There’s ample research that shows the smaller the board size the better the organization performs. In the early 1990s, David Yermack, finance department chair and professor of finance and business transformation at New York University’s Stern School of Business, found that organizations with smaller boards had higher stock prices and more financial growth than peers with larger boards. “There is a clear relation that the larger the board, the less the value of the company,” says Yermack, who analyzed companies that had as few as four directors and as many as 30. Much of the difference in performance is rooted in group dynamics. Smaller boards have a greater propensity to take fewer risks and seek the middle ground less, for instance, whereas larger boards tend to be more conservative and consensus-seeking, says Yermack.

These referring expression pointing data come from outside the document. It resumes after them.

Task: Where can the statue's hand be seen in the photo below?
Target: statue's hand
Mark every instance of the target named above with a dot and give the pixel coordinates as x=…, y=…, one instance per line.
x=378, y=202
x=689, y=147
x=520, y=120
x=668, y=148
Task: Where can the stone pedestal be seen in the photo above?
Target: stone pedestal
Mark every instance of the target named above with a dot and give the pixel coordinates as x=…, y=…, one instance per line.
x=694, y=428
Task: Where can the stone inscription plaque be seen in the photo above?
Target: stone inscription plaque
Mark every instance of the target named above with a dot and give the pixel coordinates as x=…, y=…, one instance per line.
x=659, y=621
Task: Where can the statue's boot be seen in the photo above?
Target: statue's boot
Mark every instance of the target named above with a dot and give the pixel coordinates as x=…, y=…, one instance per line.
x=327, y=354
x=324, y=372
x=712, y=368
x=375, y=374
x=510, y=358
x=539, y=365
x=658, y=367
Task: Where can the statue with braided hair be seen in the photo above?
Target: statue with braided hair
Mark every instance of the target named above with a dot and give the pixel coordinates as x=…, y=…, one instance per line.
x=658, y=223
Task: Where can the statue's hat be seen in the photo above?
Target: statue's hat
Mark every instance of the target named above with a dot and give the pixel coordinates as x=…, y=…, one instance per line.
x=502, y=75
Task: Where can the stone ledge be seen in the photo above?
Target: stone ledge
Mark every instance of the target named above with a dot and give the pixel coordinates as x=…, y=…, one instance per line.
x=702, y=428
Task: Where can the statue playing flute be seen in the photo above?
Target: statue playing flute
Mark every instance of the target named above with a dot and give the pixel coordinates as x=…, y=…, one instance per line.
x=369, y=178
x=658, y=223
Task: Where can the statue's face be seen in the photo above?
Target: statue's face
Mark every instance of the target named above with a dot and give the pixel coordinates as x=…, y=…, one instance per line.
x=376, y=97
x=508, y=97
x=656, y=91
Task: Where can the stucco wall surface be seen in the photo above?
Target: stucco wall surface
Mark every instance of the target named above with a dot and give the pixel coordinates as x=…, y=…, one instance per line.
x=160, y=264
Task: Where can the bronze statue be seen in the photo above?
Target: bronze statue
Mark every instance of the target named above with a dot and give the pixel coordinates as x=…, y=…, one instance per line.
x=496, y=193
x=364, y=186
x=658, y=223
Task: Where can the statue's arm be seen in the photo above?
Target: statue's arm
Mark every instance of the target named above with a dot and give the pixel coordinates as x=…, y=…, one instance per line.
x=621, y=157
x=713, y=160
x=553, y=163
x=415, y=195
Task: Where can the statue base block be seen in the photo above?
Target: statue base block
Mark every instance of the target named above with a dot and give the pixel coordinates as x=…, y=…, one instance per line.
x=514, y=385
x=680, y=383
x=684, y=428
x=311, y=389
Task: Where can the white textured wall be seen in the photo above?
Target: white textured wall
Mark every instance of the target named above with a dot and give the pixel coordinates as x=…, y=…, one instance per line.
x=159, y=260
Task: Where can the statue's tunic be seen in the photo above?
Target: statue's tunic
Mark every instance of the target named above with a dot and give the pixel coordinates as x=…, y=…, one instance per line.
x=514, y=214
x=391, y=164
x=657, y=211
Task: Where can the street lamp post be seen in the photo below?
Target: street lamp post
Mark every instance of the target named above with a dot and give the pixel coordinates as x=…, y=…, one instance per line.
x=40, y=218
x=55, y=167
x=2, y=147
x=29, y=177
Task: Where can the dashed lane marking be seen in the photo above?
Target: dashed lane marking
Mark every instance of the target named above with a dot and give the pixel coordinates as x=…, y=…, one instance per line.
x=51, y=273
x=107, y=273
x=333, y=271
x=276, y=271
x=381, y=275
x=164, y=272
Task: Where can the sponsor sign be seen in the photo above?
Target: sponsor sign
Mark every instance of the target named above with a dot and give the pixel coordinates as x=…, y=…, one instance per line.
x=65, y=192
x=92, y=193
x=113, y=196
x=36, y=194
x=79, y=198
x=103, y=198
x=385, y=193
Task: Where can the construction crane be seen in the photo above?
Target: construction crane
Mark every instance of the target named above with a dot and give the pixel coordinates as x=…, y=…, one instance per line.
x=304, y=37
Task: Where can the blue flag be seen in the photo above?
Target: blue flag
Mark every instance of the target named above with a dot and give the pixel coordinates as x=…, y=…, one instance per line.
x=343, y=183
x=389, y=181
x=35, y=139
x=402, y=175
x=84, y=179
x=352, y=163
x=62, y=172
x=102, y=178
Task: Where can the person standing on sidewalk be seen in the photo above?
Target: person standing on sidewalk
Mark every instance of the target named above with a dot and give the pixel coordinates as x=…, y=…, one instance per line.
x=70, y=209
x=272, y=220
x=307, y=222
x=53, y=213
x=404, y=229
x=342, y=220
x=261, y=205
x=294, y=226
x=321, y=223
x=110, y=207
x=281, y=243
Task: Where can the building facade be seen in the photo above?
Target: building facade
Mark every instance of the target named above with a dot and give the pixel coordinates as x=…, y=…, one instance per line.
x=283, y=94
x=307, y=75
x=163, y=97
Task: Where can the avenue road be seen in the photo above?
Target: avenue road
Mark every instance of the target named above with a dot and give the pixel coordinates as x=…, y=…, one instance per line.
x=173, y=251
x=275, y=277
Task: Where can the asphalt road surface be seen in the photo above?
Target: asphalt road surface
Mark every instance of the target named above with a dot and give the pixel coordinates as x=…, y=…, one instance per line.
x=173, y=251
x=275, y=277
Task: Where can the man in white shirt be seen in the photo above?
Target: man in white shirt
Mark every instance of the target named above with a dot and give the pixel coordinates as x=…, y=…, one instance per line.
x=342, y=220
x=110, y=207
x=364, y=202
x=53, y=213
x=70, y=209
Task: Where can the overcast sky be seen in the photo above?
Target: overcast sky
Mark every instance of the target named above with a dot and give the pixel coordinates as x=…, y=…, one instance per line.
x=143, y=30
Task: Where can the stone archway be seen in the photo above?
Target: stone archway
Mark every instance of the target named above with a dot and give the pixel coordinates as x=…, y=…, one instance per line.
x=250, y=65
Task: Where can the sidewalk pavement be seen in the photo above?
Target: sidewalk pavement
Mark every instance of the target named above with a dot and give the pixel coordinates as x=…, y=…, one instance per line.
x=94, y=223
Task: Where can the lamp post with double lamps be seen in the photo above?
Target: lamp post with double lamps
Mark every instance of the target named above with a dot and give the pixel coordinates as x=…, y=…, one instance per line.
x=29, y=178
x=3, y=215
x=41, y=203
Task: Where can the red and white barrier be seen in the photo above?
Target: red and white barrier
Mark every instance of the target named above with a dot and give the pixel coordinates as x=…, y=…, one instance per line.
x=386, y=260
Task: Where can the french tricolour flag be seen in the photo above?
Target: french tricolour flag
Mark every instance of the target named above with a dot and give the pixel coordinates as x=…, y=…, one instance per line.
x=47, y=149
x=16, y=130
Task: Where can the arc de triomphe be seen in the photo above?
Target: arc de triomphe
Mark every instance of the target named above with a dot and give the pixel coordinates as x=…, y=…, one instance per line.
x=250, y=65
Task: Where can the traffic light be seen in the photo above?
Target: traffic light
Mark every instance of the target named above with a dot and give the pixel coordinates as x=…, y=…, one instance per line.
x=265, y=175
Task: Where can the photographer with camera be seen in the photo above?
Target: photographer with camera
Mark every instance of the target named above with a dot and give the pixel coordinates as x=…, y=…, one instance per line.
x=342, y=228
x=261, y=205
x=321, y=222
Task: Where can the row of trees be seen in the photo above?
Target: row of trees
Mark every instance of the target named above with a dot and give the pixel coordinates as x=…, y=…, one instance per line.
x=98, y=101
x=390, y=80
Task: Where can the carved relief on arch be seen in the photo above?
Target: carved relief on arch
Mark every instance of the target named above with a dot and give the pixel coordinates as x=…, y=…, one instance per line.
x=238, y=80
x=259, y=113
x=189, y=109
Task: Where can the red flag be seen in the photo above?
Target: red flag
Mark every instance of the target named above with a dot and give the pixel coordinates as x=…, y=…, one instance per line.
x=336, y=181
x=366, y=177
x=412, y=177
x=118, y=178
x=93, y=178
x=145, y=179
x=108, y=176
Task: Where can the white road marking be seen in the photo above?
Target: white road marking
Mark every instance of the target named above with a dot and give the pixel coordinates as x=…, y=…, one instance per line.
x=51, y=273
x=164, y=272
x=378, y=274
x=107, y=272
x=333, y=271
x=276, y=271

Unlike Elson, however, Yermack doesn’t take a position on the optimal number of directors. “While smaller is better and at no point did the affect bottom out, some companies are more complicated than others. Multinational corporations will need more directors than a company in a single industry,” Yermack says, His research found that firms added 0.3 directors, on average every time they doubled in revenues.
More directors mean more costs for the organization. Plus, in an era where investors, particularly activist ones, are demanding greater fiscal prudence and transparency, a large board could attract unwanted attention. Indeed, part of the reason board size has remained range bound in recent years is because most organizations are afraid to step out of the norm, says Elson.
One way boards have kept from expanding while getting the specialized counsel they need is by employing advisory boards more. In the past, advisory boards would be consulted if an organization were expanding into a new region or developing a new product. These days, however, they are being brought in to advise on environmental sustainability, new technologies, and even new business models. This approach gives boards the flexibility and agility they need while also limited those with actual governing and decision-making responsibilities.
While boards that have fewer than seven members might find it difficult to accomplish all the work a public company requires, Griesedieck says boards need to think more critically about whether they have enough directors or too many. “The pressure coming from investors to ensure that directors have the relevant skills to further the company’s strategy could shrink the board even further,” he says.